The current reliance on obstructionism empowers wealthy NIMBYists, the politically connected, and lawyers rather than marginalized communities. This is an opportune moment for a policy realignment around energy abundance and climate progress that focuses on building rather than blocking.
What, then, should comprehensive permitting reform look like? Despite permitting reform being Senator Joe Manchin’s top priority, his legislation failed on both process and substance. Politics and policy got in the way. When policymakers go back to the drawing board, the process should be inclusive, and the policy must be comprehensive. Should a Jones Act repeal be part of the discussion? Absolutely.
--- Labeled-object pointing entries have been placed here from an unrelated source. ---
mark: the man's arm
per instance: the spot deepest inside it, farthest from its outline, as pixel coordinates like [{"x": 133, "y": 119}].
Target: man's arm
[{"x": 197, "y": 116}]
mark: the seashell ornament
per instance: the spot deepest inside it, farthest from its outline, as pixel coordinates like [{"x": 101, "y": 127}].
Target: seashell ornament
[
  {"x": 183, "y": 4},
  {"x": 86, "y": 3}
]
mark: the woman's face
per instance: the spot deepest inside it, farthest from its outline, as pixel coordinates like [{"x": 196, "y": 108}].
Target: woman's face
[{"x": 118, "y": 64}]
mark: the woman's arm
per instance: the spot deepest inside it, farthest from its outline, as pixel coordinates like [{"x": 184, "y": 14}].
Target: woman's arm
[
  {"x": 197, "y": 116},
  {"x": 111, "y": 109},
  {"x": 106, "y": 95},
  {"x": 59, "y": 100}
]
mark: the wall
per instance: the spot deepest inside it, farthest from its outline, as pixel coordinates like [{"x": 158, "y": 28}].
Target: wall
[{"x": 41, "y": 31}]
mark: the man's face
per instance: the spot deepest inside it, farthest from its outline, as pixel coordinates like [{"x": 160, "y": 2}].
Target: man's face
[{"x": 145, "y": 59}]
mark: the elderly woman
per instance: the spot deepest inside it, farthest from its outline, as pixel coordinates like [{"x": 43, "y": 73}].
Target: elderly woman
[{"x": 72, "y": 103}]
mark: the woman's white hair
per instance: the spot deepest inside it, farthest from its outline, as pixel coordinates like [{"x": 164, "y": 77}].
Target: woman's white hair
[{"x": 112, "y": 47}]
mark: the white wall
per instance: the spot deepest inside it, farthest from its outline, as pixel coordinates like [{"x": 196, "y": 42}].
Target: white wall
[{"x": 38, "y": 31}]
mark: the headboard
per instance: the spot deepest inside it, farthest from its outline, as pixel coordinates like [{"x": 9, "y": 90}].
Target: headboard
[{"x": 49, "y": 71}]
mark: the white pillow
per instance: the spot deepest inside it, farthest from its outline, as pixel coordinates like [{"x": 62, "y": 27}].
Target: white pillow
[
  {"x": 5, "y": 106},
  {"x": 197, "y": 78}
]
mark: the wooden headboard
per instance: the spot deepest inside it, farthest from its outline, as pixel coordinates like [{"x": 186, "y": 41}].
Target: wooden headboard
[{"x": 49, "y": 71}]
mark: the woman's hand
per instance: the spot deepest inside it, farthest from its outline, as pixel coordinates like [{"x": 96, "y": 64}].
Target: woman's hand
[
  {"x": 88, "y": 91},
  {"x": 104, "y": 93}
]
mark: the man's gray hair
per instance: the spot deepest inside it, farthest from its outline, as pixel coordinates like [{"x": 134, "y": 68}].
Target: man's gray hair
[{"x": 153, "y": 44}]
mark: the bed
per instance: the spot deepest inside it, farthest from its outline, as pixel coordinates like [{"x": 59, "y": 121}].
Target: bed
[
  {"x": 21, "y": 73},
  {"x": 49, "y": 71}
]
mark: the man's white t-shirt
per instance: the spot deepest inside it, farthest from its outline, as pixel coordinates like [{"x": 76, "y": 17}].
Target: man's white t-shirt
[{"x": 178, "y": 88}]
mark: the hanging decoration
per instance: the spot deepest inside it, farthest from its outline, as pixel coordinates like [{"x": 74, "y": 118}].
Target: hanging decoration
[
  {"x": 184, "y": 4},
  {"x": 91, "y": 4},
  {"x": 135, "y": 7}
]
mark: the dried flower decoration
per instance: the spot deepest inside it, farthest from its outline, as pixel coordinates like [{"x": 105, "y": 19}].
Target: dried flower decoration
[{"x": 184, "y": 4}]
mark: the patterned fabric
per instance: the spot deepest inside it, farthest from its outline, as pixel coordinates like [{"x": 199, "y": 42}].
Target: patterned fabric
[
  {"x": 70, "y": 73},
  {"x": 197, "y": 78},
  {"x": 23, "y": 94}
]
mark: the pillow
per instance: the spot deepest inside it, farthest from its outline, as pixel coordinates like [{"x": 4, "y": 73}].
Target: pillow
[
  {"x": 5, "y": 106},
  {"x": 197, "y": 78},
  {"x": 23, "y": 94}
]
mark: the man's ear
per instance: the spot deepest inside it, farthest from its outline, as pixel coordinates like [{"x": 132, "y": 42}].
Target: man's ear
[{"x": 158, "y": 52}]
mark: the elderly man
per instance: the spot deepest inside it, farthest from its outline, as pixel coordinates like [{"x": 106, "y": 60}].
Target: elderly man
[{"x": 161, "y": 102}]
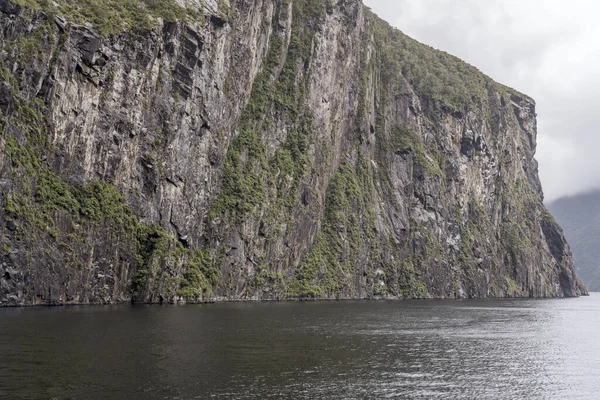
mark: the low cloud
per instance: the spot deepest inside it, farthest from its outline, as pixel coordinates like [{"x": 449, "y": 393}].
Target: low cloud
[{"x": 548, "y": 49}]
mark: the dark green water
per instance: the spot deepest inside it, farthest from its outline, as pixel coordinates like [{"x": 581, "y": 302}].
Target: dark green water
[{"x": 476, "y": 349}]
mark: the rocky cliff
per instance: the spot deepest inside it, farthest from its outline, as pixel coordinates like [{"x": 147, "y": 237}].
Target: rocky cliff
[
  {"x": 579, "y": 215},
  {"x": 268, "y": 149}
]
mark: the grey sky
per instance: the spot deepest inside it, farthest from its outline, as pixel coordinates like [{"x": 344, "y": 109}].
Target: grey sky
[{"x": 548, "y": 49}]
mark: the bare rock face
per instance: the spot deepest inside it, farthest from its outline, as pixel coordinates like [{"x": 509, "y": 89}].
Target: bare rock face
[{"x": 263, "y": 149}]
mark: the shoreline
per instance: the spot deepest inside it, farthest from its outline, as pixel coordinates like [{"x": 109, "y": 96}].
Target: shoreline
[{"x": 256, "y": 301}]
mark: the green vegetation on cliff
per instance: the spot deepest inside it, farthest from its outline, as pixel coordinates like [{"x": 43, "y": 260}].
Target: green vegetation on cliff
[{"x": 111, "y": 17}]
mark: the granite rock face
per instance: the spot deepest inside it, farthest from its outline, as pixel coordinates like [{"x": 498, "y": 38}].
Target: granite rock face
[{"x": 264, "y": 149}]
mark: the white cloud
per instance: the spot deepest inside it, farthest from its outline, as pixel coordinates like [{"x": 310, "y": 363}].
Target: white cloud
[{"x": 548, "y": 49}]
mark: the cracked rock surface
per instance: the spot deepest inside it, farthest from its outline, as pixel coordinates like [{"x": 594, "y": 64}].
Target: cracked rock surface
[{"x": 259, "y": 150}]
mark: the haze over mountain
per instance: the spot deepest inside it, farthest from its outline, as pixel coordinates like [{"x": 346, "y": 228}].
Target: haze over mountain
[
  {"x": 189, "y": 151},
  {"x": 546, "y": 48},
  {"x": 579, "y": 217}
]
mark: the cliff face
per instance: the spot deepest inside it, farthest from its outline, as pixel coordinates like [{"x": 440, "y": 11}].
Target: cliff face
[
  {"x": 579, "y": 215},
  {"x": 264, "y": 149}
]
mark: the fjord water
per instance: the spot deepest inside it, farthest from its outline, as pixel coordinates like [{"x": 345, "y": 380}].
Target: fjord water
[{"x": 467, "y": 349}]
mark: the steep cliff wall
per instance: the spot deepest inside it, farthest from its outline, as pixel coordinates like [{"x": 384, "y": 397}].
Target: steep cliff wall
[{"x": 265, "y": 149}]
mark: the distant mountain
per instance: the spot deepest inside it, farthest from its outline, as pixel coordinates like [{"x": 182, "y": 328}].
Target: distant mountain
[{"x": 580, "y": 218}]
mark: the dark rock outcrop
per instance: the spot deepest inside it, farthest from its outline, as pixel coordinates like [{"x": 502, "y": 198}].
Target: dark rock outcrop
[{"x": 261, "y": 149}]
The Jones Act prohibits the delivery of cleaner natural gas to Boston, complicates offshore wind installation, and increases congestion on the roads, causing higher emissions.
Earlier this year, the running joke was that everything was infrastructure, even if it wasn’t infrastructure in the traditional sense. That’s why many businesses and special interests wanted a slice of the spending pie. Permitting reformists should borrow a page from that playbook. Everything should be permitting reform because there are many antiquated laws and regulations that require modernization.
There’s no shortage of good ideas to make our economy function better. Even the Manchin bill had several provisions that would move the needle in the right direction. Alec Stapp, co-founder of the Institute for Progress, listed several notable improvements including time limits for environmental impact statements and environmental assessments (and making them easier to amend), better data collection and putting hydrogen on equal footing with natural gas.
Perhaps the biggest flaw of the bill is what’s not in it. The legislation failed to fix litigious activists from holding up projects for years in courts. True permitting reform should focus on environmental protection and outcomes rather than vague, subjective processes that are often left to the courts. Senator Shelley Moore Capito’s (R-WV) Simplify Timelines and Assure Regulatory Transparency (START) Act would address the judicial review problem and make many other necessary improvements.
Comprehensive permitting reform should expedite liquified natural gas (LNG) exports so that American energy producers can ship cleaner LNG to our European allies and displace dirtier Russian natural gas. It should make it easier to reduce wildfire risk and promote healthier forests. It should make it easier to clean up and reclaim abandoned hard rock mines. Geothermal permits should be streamlined. Congress should repeal the Jones Act and Foreign Dredge Act. Our Climate and Freedom Agenda includes a laundry list of policy fixes to make, many of which have bipartisan support.
A Christmas tree approach to permitting reform risks the chance that one provision causes a Member to drop off because he or she is beholden to a constituency that benefits from the status quo (even at the expense of taxpayers and consumers). Conversely, marginal improvements to permitting reform may be a step in the right direction but a tremendously big missed opportunity. Alec Stapp said at the end of his Twitter thread on the Manchin bill, “My worry is that policymakers will say this bill ‘fixed permitting’ & then we don’t get any more reform for years.”
I share that concern. It’s time for policymakers to be bold and thorough so that innovators, investors, and the private sector can meet consumers’ needs with better environmental outcomes.